Consider a glass capillary of radius R dipped in water as shown in **Figure a**. The pressure just above the liquid surface in the capillary is equal to atmospheric pressure p_{o}. As the meniscus is concave and nearly spherical, the pressure below the meniscus will be (p_{o} – 2T/r) where r is the radius of the meniscus. This is the condition of unstable equilibrium because the pressure in the liquid at this level just outside the capillary is p_{o}. Therefore, the liquid from the surroundings of the capillary will rush into the capillary till the pressure at that level in the capillary is equal to the pressure outside **Figure b**. As a result, the liquid level in the capillary rises to a height till the hydrostatic pressure of the liquid compensates for the decrease in pressure, i.e.

p_{o} = (p_{o} – 2T/r) + hρgor h = 2T/rρg …………………….(a) |

Where ‘ρ’ is the density of the liquid.

From the simple geometry, the radius of the meniscus r is related to the radius of the capillary through the relationship Figure (II).

R/r = cos θ or r = R/cos θ |

Substitute the value of r in equation (a), we get-

h = 2Tcos θ/Rρg |

From this result we note-

(i) The capillarity depends on the nature of both the liquid and the solid. If θ > 90**°**, i.e., the meniscus is convex, h will be negative, i.e., the liquid will descend in the capillary (mercury in glass tube). However, if θ = 90**°**, i.e. the meniscus is plane, h = 0, i.e., no capillarity.

(ii) For a given liquid and solid at a given place as T, ρ and g are constants,

∴ h ∝ 1/R |

i.e., the liquid will rise more in the narrow capillary and vice-versa.

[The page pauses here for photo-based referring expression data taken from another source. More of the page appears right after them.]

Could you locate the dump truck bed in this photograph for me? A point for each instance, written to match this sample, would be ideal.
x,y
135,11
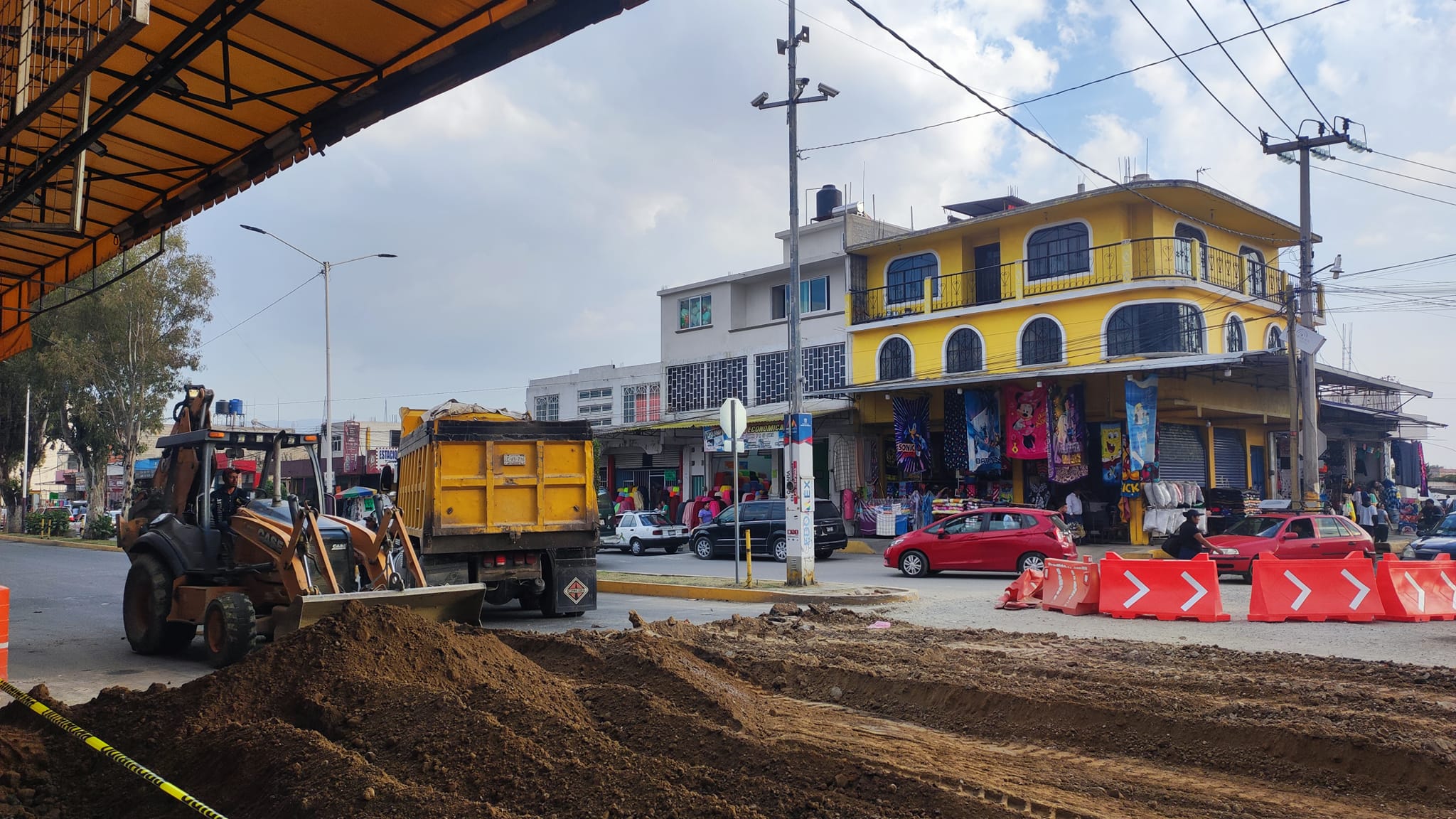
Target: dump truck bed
x,y
488,481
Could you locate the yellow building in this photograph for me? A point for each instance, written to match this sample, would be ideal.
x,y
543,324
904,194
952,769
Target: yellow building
x,y
1160,277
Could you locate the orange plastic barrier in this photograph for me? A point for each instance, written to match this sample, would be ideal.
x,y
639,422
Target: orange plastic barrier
x,y
1071,587
5,633
1314,591
1024,591
1165,589
1417,591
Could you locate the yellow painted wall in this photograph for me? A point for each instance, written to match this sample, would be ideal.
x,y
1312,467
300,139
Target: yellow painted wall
x,y
1082,319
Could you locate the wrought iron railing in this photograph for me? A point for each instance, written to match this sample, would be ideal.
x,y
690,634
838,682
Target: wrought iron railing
x,y
1135,259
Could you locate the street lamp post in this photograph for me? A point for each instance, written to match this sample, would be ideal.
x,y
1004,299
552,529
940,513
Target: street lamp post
x,y
328,355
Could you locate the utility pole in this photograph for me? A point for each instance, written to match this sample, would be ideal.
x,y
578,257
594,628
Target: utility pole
x,y
1308,387
798,452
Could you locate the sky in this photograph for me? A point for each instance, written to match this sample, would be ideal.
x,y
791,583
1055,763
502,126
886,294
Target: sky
x,y
536,210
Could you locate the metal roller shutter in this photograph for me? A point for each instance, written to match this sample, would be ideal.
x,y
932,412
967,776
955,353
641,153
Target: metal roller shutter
x,y
1181,455
1231,465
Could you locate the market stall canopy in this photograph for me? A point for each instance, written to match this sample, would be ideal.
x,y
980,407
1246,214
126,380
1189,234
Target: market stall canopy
x,y
124,117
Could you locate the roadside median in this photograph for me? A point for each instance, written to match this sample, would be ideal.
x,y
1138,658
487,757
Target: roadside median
x,y
68,542
762,592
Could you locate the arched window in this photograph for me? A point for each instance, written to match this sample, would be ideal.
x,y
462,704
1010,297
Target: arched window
x,y
1183,250
894,359
1042,343
963,352
1276,338
1258,282
1233,340
1155,327
1059,251
903,277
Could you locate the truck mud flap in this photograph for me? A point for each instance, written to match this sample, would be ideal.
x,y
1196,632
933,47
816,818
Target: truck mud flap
x,y
574,582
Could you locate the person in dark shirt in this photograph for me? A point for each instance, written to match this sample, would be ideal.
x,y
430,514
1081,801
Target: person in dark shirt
x,y
228,499
1187,541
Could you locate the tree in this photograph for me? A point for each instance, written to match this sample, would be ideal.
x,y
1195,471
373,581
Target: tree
x,y
114,360
16,375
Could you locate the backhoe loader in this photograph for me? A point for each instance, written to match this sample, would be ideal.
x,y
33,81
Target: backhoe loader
x,y
264,570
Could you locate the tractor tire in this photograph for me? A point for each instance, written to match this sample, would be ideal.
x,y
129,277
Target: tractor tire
x,y
146,602
229,628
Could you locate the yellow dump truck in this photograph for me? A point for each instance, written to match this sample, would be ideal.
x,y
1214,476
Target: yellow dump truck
x,y
511,498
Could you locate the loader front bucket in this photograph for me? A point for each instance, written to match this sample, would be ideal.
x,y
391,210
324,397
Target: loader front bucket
x,y
439,604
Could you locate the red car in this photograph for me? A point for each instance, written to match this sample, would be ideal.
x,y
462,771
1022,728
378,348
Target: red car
x,y
1286,535
986,540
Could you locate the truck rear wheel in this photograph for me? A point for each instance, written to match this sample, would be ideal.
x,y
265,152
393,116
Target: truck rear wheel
x,y
229,628
146,602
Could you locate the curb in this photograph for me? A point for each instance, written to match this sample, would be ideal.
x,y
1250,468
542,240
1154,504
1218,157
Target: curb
x,y
751,595
95,547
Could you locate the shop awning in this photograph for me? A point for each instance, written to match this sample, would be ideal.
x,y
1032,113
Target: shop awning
x,y
137,114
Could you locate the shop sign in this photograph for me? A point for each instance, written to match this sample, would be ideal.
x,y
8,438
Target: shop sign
x,y
714,439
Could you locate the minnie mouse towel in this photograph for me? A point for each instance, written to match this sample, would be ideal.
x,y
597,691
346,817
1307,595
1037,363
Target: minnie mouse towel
x,y
1025,413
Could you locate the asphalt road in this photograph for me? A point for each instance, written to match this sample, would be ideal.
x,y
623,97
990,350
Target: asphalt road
x,y
66,617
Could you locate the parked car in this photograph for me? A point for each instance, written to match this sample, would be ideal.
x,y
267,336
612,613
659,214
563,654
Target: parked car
x,y
986,540
765,527
641,531
1286,535
1442,541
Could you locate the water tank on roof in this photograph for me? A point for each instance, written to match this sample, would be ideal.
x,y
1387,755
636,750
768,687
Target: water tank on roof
x,y
826,200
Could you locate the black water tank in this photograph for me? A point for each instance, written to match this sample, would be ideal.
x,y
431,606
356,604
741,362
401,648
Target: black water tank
x,y
825,203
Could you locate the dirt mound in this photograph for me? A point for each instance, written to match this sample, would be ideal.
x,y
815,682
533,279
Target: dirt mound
x,y
804,713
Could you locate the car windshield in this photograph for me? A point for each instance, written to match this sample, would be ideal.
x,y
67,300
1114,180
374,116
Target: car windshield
x,y
1257,527
1447,527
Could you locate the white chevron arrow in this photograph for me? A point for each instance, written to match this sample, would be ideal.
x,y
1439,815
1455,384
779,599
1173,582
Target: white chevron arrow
x,y
1360,595
1140,592
1196,595
1420,594
1303,591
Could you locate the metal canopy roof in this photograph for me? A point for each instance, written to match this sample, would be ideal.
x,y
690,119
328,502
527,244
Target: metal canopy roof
x,y
124,117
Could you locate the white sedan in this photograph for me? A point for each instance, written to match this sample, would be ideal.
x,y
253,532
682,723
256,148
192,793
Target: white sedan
x,y
641,531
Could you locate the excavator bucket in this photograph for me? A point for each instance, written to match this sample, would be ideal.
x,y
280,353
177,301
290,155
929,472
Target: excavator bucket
x,y
439,604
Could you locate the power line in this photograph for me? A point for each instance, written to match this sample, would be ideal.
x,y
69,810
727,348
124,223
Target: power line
x,y
1079,86
1386,187
1236,68
1322,119
1413,162
259,312
1194,75
1044,140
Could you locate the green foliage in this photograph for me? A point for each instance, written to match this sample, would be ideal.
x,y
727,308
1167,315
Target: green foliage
x,y
54,522
101,530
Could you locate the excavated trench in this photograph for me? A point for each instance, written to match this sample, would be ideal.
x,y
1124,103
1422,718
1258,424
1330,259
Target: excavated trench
x,y
378,713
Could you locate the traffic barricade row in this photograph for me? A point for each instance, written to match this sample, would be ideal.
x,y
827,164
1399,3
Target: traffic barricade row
x,y
1350,589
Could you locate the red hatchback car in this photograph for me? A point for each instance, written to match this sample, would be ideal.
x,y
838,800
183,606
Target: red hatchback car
x,y
1286,535
986,540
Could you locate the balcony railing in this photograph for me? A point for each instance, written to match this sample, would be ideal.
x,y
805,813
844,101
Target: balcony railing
x,y
1136,259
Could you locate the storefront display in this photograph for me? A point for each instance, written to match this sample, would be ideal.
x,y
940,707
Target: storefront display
x,y
1025,423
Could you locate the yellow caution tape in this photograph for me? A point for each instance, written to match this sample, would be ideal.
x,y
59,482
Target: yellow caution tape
x,y
115,755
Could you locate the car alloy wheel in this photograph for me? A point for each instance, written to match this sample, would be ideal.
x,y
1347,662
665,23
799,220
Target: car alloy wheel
x,y
914,564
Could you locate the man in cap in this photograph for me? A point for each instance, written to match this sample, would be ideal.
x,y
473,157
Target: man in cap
x,y
1187,541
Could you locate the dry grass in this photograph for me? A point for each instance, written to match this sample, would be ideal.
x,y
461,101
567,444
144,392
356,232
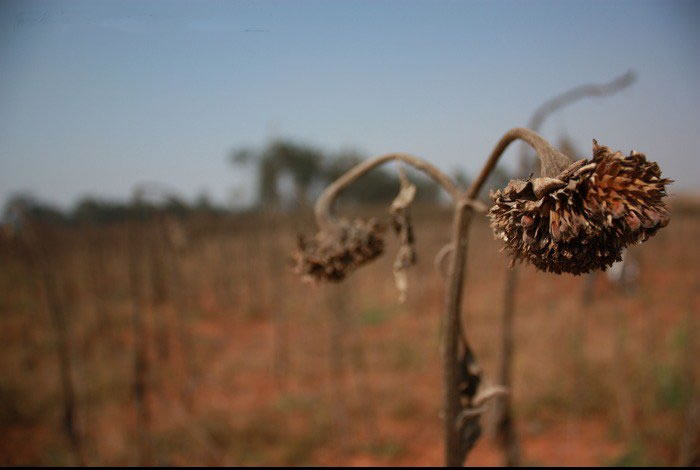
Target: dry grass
x,y
286,373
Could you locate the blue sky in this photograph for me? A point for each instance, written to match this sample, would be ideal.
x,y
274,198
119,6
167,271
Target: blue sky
x,y
97,96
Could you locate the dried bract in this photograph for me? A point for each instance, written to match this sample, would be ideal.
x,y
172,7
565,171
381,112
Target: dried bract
x,y
581,219
335,252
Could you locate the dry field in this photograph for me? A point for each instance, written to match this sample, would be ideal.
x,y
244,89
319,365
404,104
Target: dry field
x,y
243,364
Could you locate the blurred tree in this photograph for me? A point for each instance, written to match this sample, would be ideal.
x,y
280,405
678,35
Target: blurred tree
x,y
302,162
309,168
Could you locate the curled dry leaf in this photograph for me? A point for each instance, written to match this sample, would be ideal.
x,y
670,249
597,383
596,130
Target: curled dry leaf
x,y
583,218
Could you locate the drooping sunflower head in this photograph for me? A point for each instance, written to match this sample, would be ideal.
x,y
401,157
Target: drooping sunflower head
x,y
581,219
335,252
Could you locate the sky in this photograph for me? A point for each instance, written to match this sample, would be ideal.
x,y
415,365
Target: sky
x,y
98,96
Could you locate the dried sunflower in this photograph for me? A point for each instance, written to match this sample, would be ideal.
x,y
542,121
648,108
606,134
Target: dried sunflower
x,y
582,218
335,252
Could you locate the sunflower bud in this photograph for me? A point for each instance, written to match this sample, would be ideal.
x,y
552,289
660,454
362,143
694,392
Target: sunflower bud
x,y
335,252
581,219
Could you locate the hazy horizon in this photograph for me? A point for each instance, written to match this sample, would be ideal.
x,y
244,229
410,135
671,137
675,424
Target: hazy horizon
x,y
101,95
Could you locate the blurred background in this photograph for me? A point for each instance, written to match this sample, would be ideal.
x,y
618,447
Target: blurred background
x,y
159,158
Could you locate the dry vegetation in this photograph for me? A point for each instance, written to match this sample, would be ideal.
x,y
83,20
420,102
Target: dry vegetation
x,y
242,364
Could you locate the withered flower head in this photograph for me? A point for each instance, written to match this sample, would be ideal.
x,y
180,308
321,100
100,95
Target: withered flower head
x,y
338,250
581,219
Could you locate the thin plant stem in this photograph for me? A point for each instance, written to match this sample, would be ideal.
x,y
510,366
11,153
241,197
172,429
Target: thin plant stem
x,y
553,162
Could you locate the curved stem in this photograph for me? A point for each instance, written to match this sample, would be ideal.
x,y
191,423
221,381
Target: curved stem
x,y
553,161
324,205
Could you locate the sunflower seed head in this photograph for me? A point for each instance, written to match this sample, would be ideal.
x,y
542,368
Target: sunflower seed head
x,y
335,252
582,219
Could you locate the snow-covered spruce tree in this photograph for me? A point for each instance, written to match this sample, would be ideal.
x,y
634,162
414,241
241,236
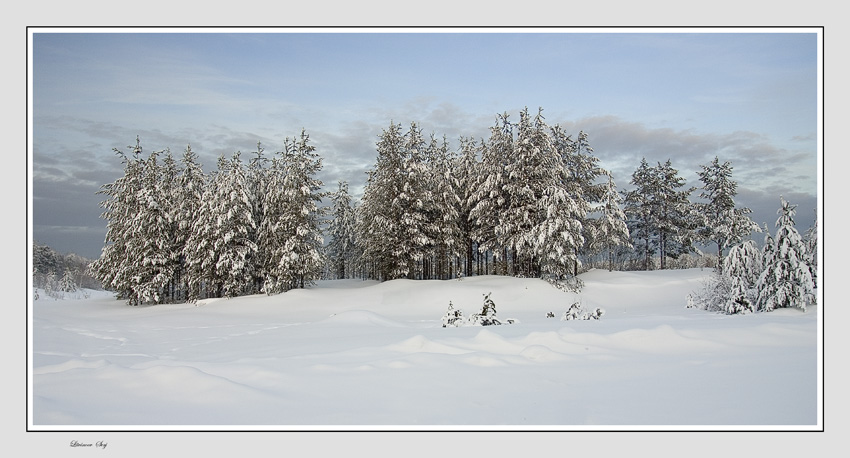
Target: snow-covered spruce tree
x,y
533,183
152,245
304,259
610,227
489,202
722,223
290,236
116,268
415,203
445,231
741,269
188,191
812,248
256,177
639,208
676,218
67,283
584,173
341,249
560,231
379,233
787,279
464,167
220,248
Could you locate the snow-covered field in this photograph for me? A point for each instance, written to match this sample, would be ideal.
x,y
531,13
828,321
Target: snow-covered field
x,y
363,355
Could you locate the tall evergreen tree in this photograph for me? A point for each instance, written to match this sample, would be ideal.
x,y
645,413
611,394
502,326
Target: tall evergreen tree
x,y
303,260
639,207
219,251
341,228
611,230
721,222
786,280
742,267
465,168
675,215
188,191
444,230
380,231
116,268
152,242
490,201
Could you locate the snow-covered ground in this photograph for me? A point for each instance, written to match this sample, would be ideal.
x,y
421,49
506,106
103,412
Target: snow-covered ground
x,y
363,355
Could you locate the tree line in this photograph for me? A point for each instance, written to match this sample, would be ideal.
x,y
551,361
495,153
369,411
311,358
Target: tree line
x,y
529,200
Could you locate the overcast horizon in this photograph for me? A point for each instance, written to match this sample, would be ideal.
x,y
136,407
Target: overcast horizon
x,y
747,98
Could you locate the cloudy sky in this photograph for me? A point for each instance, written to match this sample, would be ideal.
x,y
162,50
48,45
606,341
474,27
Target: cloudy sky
x,y
749,97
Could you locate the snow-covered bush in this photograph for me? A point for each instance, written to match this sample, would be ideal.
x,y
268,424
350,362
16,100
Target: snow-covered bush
x,y
577,312
487,317
453,317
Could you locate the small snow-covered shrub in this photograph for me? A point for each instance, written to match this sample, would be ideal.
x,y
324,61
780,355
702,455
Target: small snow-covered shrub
x,y
487,317
453,317
568,284
577,312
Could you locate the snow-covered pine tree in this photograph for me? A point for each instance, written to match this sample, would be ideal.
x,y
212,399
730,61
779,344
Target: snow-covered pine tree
x,y
153,247
639,208
741,269
786,280
675,214
188,191
532,183
490,201
116,269
722,223
444,230
380,234
303,259
342,249
610,228
219,249
415,203
558,232
812,248
464,167
256,176
584,172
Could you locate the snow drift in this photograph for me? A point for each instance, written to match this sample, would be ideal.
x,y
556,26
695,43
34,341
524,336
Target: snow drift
x,y
367,355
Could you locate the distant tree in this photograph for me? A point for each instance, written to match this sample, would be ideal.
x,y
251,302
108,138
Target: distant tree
x,y
445,230
787,279
611,230
219,250
303,259
465,169
115,268
380,233
640,210
189,189
812,248
742,268
721,222
675,215
490,201
67,284
341,229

(iii) The height h to which a liquid rises is independent of the shape of the capillary tube till the radius of the meniscus remains the same. It is because the difference in pressure (2T/r) is compensated by the hydrostatic pressure (hρg) so h depends only on r and the shape of the tube is of no significance.

(iv) In case of capillary of insufficient length, i.e., L < h, the liquid will rise in the capillary and on reaching the upper end, will increase the radius r’ of its meniscus **Figure c** such that hr = Lr’.

Thus, the liquid neither overflows from the upper end like a fountain nor does it trickles down along the vertical sides of the tube.